The academic and character references are even more poignant: Evelyn Page from Smith writes, “Her fault is to demand too much of herself and to react too intensely”, but she finishes that she has, “no reason to qualify my respect and admiration for her.” Ruth Beuscher, Plath’s psychiatrist claims that during the summer of 1953 Plath was, “suffering from a state of mental turmoil which is highly unlikely ever to recur” and Elizabeth Drew from Smith tells the admissions office at Cambridge: “She is outstanding in both personality and intellectual gifts.” Mary Ellen Chase calls her a “literary artist” and Marion Booth, writing in her medical capacity, but also from knowing Plath from the Student Honor Board at Smith, states that she is “not psychotic” and that she had made a sustained recovery, whilst Gladys Anslow, Director of Graduate Studies at Smith, believes Plath to have the ability to check her own mood and “that she would be the first one to recognise any difficulties and to take measures to offset a recurrence.”

 

When from Cambridge Plath applies to renew her Fulbright scholarship, Irene Morris, Plath’s tutor at the time, describes a student who has settled well, made friends and is, “very easy to deal with; she is reliable and considerate and has an engaging friendly manner.
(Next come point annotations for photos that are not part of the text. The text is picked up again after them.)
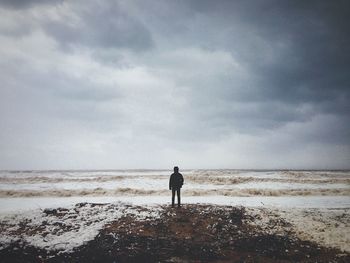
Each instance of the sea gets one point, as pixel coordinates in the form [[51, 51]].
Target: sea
[[24, 190]]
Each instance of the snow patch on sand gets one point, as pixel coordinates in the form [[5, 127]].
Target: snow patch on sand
[[65, 229]]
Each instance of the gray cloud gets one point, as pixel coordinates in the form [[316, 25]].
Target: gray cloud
[[206, 84], [22, 4]]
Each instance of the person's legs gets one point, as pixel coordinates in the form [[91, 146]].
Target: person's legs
[[178, 198], [172, 197]]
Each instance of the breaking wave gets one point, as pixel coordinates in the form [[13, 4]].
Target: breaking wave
[[190, 192], [193, 178]]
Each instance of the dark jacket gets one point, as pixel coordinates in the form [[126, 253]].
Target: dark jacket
[[176, 181]]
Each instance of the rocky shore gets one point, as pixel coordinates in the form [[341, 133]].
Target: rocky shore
[[192, 233]]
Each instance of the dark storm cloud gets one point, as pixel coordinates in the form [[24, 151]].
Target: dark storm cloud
[[295, 52], [220, 82]]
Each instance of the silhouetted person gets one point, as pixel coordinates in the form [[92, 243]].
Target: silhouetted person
[[175, 183]]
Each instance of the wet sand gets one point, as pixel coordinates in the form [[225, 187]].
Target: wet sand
[[192, 233]]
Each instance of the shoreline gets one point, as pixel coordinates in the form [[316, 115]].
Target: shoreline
[[122, 232]]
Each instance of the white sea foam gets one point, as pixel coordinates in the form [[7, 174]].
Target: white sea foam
[[146, 184]]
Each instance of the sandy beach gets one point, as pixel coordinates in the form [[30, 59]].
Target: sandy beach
[[193, 233]]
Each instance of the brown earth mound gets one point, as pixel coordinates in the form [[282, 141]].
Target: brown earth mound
[[192, 233]]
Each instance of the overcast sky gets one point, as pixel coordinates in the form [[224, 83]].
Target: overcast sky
[[153, 84]]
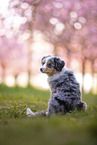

She is an asset to the College.” The college secretary completes the file, updating Irene Morris of Plath’s progress through Newnham; she finishes: “As you remembered, she had a room at the top of the house which she liked very much and she was very thrilled with the view from her window over the gardens.”

 

Some of these documents will not be new to scholars who have studied Plath in the archives of America, but it is important that the file has been uncovered in the college here in England, which Plath describes as the “home of the writers I most admire.”

 

Di Beddow
March 2020

 

My thanks to Anne Thomson for allowing me to study the file and also of course to Frieda Hughes for the permission to use such personal and sensitive material about her mother.